Did you know that Men tend to get reviews that focus on the substance of their work; while women are 22% more likely to get feedback on their personality, according to a new analysis of performance reviews from 253 companies [Axios].
And, the statistics don’t stop there. It’s clear that through countless studies, there is a clear disparity in how some organisations deliver feedback and approach performance reviews based on gender. In some circumstances, this can lean in the “favour” of women in the workplace, and in others, it puts women at a higher disadvantage.
This boils down to a certain element of feedback: personality and behaviour at work.
Personality feedback or comments on behaviour unfortunately contributes to the wider issue of gender bias that is already present across a number of industries. The bottom line is that it creates an unfair feedback and progression system - and can damage all genders as a result. It makes the criteria for promotion difficult, and can also be contradictory for organisations that are actively trying to work on their gender diversity.
Focus on skill set and performance vs personality traits
When delivering feedback - whether this is on a specific situation or during a scheduled monthly, quarterly, or annual review, it’s crucial to stick to the facts. Not only does this enable you to deliver feedback that is measured and clear, but it also eliminates any possibility for unconscious bias (or even your conscious bias) to creep in.
Unconscious bias and how this contributes to gender bias in the workplace
We all have biases - whether these are unconscious or conscious. If we steer too far away from fact vs opinion, this is when gender bias can creep in and cause issues.
Let’s say hypothetically that you’re delivering two quarterly reviews on the same day, for a male and a female who are both at the same level. But, because of the unconscious bias that you have towards women - you tell the male that his personality is assertive in the workplace but you tell the woman that her personality is blunt in the workplace.
Language such as this is often unintentional, but there are countless examples online and in life where women have come up against being called aggressive or blunt when their male counterparts will be praised for being assertive and demonstrating great leadership qualities.
Although this is a hypothetical situation, it’s the reality for many women in the workplace. Additionally, this enabling of unconscious bias when delivering feedback harms all genders - not just women.

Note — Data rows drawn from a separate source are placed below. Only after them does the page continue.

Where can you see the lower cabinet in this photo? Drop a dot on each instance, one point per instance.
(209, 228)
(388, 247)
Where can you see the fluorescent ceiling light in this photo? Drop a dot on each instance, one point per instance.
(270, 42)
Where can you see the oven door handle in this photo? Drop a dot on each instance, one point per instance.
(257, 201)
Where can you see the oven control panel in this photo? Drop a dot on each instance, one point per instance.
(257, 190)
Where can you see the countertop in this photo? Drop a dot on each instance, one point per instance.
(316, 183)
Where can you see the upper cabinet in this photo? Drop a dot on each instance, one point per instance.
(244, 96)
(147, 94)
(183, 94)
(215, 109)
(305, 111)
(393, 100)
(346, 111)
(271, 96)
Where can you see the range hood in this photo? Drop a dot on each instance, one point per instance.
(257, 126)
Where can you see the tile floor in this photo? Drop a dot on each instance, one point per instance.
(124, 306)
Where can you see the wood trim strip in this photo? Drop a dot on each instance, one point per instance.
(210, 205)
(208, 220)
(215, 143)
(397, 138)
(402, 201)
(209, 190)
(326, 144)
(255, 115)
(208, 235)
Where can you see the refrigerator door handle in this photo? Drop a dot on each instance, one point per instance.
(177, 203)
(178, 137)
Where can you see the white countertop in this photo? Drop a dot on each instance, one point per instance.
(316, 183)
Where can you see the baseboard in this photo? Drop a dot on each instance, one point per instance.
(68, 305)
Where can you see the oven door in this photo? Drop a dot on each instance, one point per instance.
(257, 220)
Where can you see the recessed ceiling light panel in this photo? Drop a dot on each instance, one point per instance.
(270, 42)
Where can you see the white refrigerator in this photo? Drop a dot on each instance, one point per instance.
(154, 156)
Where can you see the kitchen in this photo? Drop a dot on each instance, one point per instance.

It creates the idea that men must be assertive to receive positive feedback on their personality - which again, isn’t the reality for all men! Having softer leadership skills, lacking assertiveness and being kinder is praised when it’s a woman, but labelled as weaker if it’s a man. Instead of labelling and allowing our biases to trickle through - always focus on the facts.
Ensure that your feedback process is the same for all genders
For some organisations, feedback on personality and communication styles is inevitable - especially for those managing large teams or progressing into a role where communication feedback is needed.
But, you must ensure that the process is the same for all genders: female, male, non-binary - or any other gender present in your organisation. It creates a fair feedback process and also enables you to be better aware of your conscious (or unconscious) biases.